I never liked the Napa batteries at all. We have had such bad luck w/ Napa batteries, starters, and alternators at work that we've pretty much stopped using them. Never had so many batteries spew acid everywhere, or just become weak all of a sudden. And starters/alternators that die in less than a year? No thanks.
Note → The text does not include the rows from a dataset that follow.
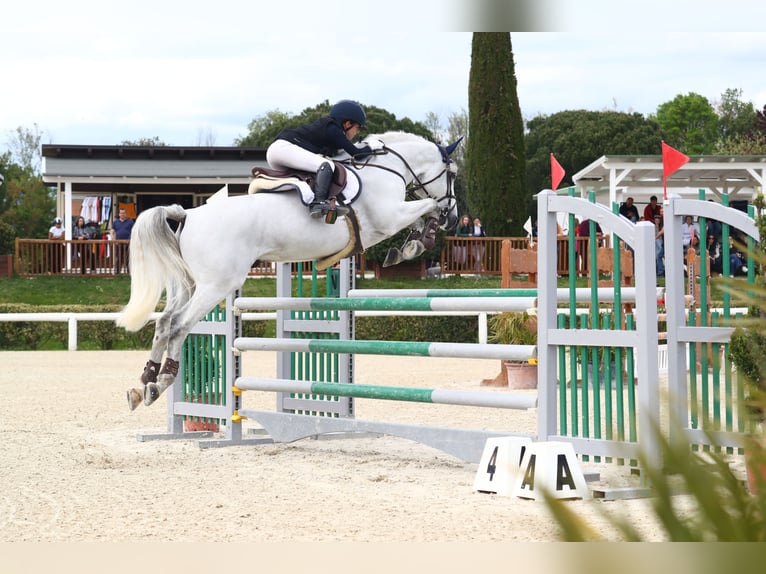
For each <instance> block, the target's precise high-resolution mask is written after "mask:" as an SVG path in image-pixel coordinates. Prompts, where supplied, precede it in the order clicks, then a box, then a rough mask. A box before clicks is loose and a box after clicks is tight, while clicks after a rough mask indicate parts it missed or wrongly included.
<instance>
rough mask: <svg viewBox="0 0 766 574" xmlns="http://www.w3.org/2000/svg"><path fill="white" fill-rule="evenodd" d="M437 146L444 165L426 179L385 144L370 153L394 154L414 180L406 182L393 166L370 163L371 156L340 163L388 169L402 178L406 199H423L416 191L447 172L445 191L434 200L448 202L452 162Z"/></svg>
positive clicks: (403, 176)
mask: <svg viewBox="0 0 766 574" xmlns="http://www.w3.org/2000/svg"><path fill="white" fill-rule="evenodd" d="M434 145H437V144H434ZM437 147H438V148H439V151H440V152H441V154H442V161H443V162H444V165H445V167H444V169H442V170H441V171H440V172H439V173H438V174H436V175H435V176H434V177H432V178H431V179H429V180H428V181H421V180H420V178H419V177H418V175H417V174H416V173H415V170H414V169H412V166H411V165H410V164H409V162H408V161H407V159H406V158H405V157H404V156H402V154H400V153H399V152H397V151H396V150H394V149H392V148H390V147H388V146H387V145H385V144H384V145H383V148H382V149H380V150H375V151H373V154H372V155H386V154H389V153H391V154H393V155H395V156H396V157H398V158H399V159H400V160H401V162H402V163H403V164H404V166H405V167H406V168H407V170H408V171H409V172H410V174H411V175H412V177H413V178H414V179H415V182H413V183H407V180H406V179H405V177H404V176H403V175H402V174H401V173H399V172H398V171H397V170H395V169H393V168H390V167H388V166H385V165H378V164H376V163H370V157H371V156H368V158H366V159H365V160H364V161H363V162H358V161H356V160H354V159H353V158H351V159H348V160H343V161H342V162H340V163H343V164H348V165H352V166H354V167H355V168H359V169H362V168H364V167H376V168H378V169H382V170H384V171H388V172H390V173H393V174H394V175H396V176H398V177H399V178H400V179H401V180H402V182H403V183H404V186H405V194H406V195H405V197H406V198H407V199H423V196H421V195H419V194H418V193H417V192H418V191H419V190H421V189H425V187H426V185H428V184H429V183H433V182H434V181H436V180H437V179H439V178H440V177H441V176H442V175H444V173H445V172H446V173H447V193H446V194H444V195H443V196H442V197H440V198H438V199H437V200H436V202H437V203H440V202H441V201H442V200H444V199H446V200H447V201H448V202H449V201H450V200H453V199H454V197H455V195H454V193H452V184H453V181H454V174H453V173H452V171H451V170H450V169H449V166H450V164H451V163H452V160H451V159H449V157H448V156H447V153H446V151H445V150H444V148H443V147H441V146H439V145H437ZM443 211H445V212H446V211H449V205H448V206H447V207H446V208H443Z"/></svg>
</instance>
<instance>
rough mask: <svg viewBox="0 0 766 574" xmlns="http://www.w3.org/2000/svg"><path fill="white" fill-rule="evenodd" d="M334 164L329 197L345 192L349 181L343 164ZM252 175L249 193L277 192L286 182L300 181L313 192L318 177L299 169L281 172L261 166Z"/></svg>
mask: <svg viewBox="0 0 766 574" xmlns="http://www.w3.org/2000/svg"><path fill="white" fill-rule="evenodd" d="M333 163H334V164H335V170H334V171H333V175H332V182H331V183H330V191H329V193H328V194H327V195H328V197H334V196H336V195H338V194H339V193H340V192H341V191H343V189H344V188H345V187H346V181H347V179H348V172H347V171H346V168H345V167H344V166H343V164H342V163H338V162H337V161H334V162H333ZM252 174H253V181H252V183H251V184H250V189H249V190H248V192H249V193H255V192H256V191H277V190H279V188H280V186H282V185H283V184H284V183H286V181H285V180H287V182H290V181H292V182H294V183H297V182H299V181H301V182H304V183H305V184H307V185H308V186H309V187H310V188H311V191H312V192H313V191H314V183H315V181H316V175H317V174H316V173H315V172H311V171H303V170H298V169H293V170H280V169H271V168H269V167H259V166H256V167H254V168H253V169H252ZM256 182H257V183H256Z"/></svg>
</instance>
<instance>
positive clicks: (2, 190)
mask: <svg viewBox="0 0 766 574" xmlns="http://www.w3.org/2000/svg"><path fill="white" fill-rule="evenodd" d="M9 158H10V153H6V154H4V155H3V156H0V173H2V174H3V178H4V179H3V182H2V185H0V224H3V225H2V227H3V228H4V233H3V234H4V236H6V239H5V241H6V242H7V241H8V238H7V235H8V234H9V233H12V234H13V239H15V238H16V237H38V238H45V237H48V228H49V227H50V226H51V221H52V220H53V214H54V213H55V212H56V200H55V196H54V194H53V192H52V191H51V190H50V189H49V188H48V187H46V186H45V184H44V183H43V182H42V180H41V179H40V177H39V175H37V174H35V173H32V172H31V171H30V169H29V168H24V167H22V166H20V165H18V164H14V163H11V162H10V161H9ZM10 228H12V231H11V229H10ZM5 249H6V250H7V249H8V247H7V246H6V247H5ZM0 254H2V253H0Z"/></svg>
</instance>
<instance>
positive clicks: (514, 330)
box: [482, 311, 537, 389]
mask: <svg viewBox="0 0 766 574" xmlns="http://www.w3.org/2000/svg"><path fill="white" fill-rule="evenodd" d="M487 328H488V330H489V335H488V337H487V340H488V341H489V342H490V343H499V344H502V345H536V344H537V317H536V316H535V315H530V314H529V313H528V312H527V311H521V312H511V311H505V312H503V313H498V314H496V315H492V316H491V317H490V318H489V320H488V321H487ZM482 385H490V386H507V387H509V388H511V389H536V388H537V363H536V362H530V361H524V362H521V361H506V360H503V361H501V370H500V374H499V375H498V376H497V377H495V378H494V379H485V380H484V381H482Z"/></svg>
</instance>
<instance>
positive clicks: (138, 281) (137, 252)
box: [117, 132, 459, 410]
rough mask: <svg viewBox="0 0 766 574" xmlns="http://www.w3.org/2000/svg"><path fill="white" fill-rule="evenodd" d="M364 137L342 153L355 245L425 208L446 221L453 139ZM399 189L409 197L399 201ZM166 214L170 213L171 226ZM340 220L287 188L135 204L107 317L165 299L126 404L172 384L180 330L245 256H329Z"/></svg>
mask: <svg viewBox="0 0 766 574" xmlns="http://www.w3.org/2000/svg"><path fill="white" fill-rule="evenodd" d="M367 140H368V141H369V142H371V143H373V144H374V146H375V147H377V148H378V150H377V151H376V153H375V155H373V156H370V157H368V158H367V159H366V160H365V161H364V162H359V163H357V162H353V161H351V160H350V159H348V158H347V159H346V160H345V164H346V167H347V169H349V171H353V172H355V173H356V175H357V176H358V178H359V181H360V183H361V193H360V194H359V195H358V196H357V198H356V199H355V201H354V203H353V205H352V208H353V210H354V212H355V213H356V216H357V218H358V221H359V238H360V239H361V243H362V247H363V248H364V249H366V248H368V247H371V246H373V245H375V244H376V243H379V242H380V241H383V240H384V239H387V238H389V237H391V236H393V235H395V234H396V233H397V232H398V231H400V230H401V229H404V228H406V227H414V228H415V229H417V230H422V229H423V221H422V218H424V217H427V216H428V217H435V218H438V221H439V225H440V226H441V227H442V228H443V229H448V228H450V227H452V226H454V224H455V223H456V222H457V205H456V202H455V197H454V192H453V182H454V174H455V165H454V163H453V162H452V161H451V160H450V158H449V155H450V154H451V153H452V151H454V149H455V147H456V146H457V143H458V142H459V140H458V142H455V143H454V144H451V145H450V146H447V147H443V146H440V145H437V144H434V143H432V142H429V141H427V140H425V139H424V138H421V137H420V136H415V135H412V134H406V133H402V132H388V133H385V134H380V135H374V136H368V138H367ZM349 177H352V176H351V174H349ZM408 197H410V198H413V197H414V198H416V199H414V200H412V201H406V200H407V199H408ZM349 215H351V214H349ZM346 217H348V216H346ZM168 220H171V221H175V222H178V227H177V229H176V231H175V232H174V231H173V230H172V229H171V228H170V226H169V225H168ZM341 221H343V220H342V219H338V222H337V223H336V224H334V225H328V224H326V223H325V222H324V220H321V219H320V220H317V219H313V218H311V217H310V216H309V212H308V209H306V207H305V205H303V203H302V202H301V200H300V199H299V197H298V194H297V193H256V194H253V195H242V196H233V197H229V198H226V199H221V200H219V201H215V202H211V203H207V204H205V205H202V206H200V207H195V208H193V209H188V210H186V209H184V208H182V207H181V206H179V205H171V206H160V207H153V208H151V209H148V210H146V211H144V212H142V213H141V214H140V215H139V216H138V218H137V219H136V223H135V225H134V227H133V232H132V234H131V241H130V274H131V286H130V301H129V302H128V304H127V305H126V306H125V308H124V309H123V310H122V314H121V315H120V317H119V319H118V320H117V324H118V325H119V326H122V327H125V329H127V330H129V331H136V330H138V329H140V328H141V327H142V326H143V325H144V324H146V322H147V320H148V318H149V315H150V314H151V313H152V312H153V311H154V310H155V308H156V306H157V303H158V302H159V299H160V297H161V295H162V291H163V289H165V291H166V306H165V310H164V312H163V313H162V315H161V316H160V318H159V319H158V320H157V324H156V326H155V332H154V341H153V344H152V350H151V356H150V359H149V361H148V362H147V363H146V366H145V368H144V372H143V374H142V375H141V382H142V383H143V387H140V388H133V389H130V390H129V391H128V404H129V406H130V408H131V410H132V409H135V408H136V407H137V406H138V405H139V404H140V403H141V402H142V401H143V403H144V404H146V405H150V404H152V403H153V402H154V401H156V400H157V398H158V397H159V396H160V395H161V394H162V392H163V391H164V390H165V389H167V388H168V387H169V386H170V385H171V384H173V381H174V380H175V378H176V374H177V372H178V361H179V360H180V357H181V346H182V344H183V341H184V339H185V338H186V335H187V334H188V333H189V331H190V329H191V328H192V327H193V326H194V325H195V324H196V323H197V322H198V321H200V320H201V319H202V317H204V316H205V315H206V314H207V313H208V312H209V311H210V310H211V309H212V308H213V307H215V305H216V304H218V303H220V302H221V301H222V300H223V299H224V298H225V297H226V296H227V295H228V294H229V293H231V292H232V291H233V290H235V289H237V288H239V287H241V285H242V284H243V283H244V281H245V279H246V278H247V275H248V272H249V270H250V267H251V265H252V263H253V262H254V261H256V260H262V261H277V262H293V261H313V260H316V259H321V258H328V257H331V256H333V255H336V254H338V253H340V252H342V251H343V250H344V248H347V246H348V244H349V241H350V234H351V232H350V229H349V226H347V225H344V224H342V223H341ZM410 247H414V248H410ZM422 250H423V246H422V244H420V242H419V241H410V242H408V244H407V245H405V248H403V250H402V251H403V252H404V255H405V258H411V257H412V256H414V255H418V254H419V253H421V252H422ZM165 352H167V356H166V358H165V362H164V364H163V365H162V368H161V369H160V363H161V361H162V357H163V355H164V354H165Z"/></svg>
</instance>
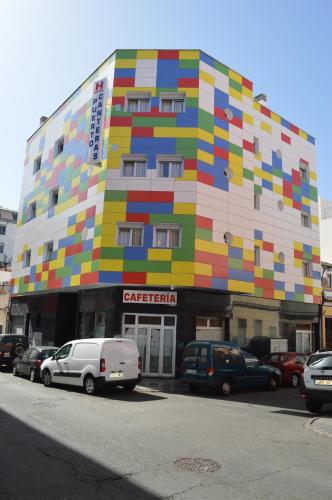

I've got a Sears Diehard Gold in my XJ now. Bought it a couple years before I left Fairbanks. Seems to do OK, but it is starting to get a little weak. If I were to do it again, I'd go for an Interstate or the premium Walmart battery. Both offer pretty good bang for the buck.

pyrotmaniac
30 Jan 06, 09:57 pm
Ok I put a new battery in today, I got the new energizer car batteries. they are half the price of the interstate ones and have more cranking amps and quite a bit more CCA. +I had never heard of them before but the guy at the shop said they were pretty okay. I took a chance. So even with the new battery nothing happens when I turn the key. I dont off road the truck much and certainly not before the problems started. It was cranking before and I am now pretty sure that I smoked the starter. Its the only thing on that circut as far as I know. Do any of you know if there is a fuseable link on the Positive cable to the starter. Does ford even use those. Man I never missed my K5 so bad. anyone have a starter for a 351w gimmie a shout.

TJVigilante
31 Jan 06, 03:54 pm
either you fried your starter or as I said before you probably fried the cable from the battery to the starter.

nate379
31 Jan 06, 05:09 pm
Neutral Saftety switch??

gp_1
31 Jan 06, 05:53 pm
Might be the starter solenoid. Try jumping that before replacing the starter.

pyrotmaniac
31 Jan 06, 09:16 pm
Changed the starter. problem persists.+ I dont belive the wires are bad. Thinking the ignition. guess thats the next+ thing to try. I hate fords! well I guess let me know if you feel like I'm going in the wrong direction. I'm going to try running a wire from the battery to the side of the starter that recives the ignition signal. To test the ignition signal first. I really appriciate the help guys.
Guess its time to stop being cheap about things and get a good fluke meter too. Oh and I almost forgot its a 1995 F250 5.8 liter.

gp_1
31 Jan 06, 09:18 pm
What year model is it?

ChevyKev
01 Feb 06, 09:06 am
I never missed my K5 so bad.

Not to worry, I have several in my backyard. Sell the Ford and put a K5 together! ;D

K-5 Body, 1/2 ton axles, 700 r-4 and 208 (it's what I have), and a rebuildable 350... make offer!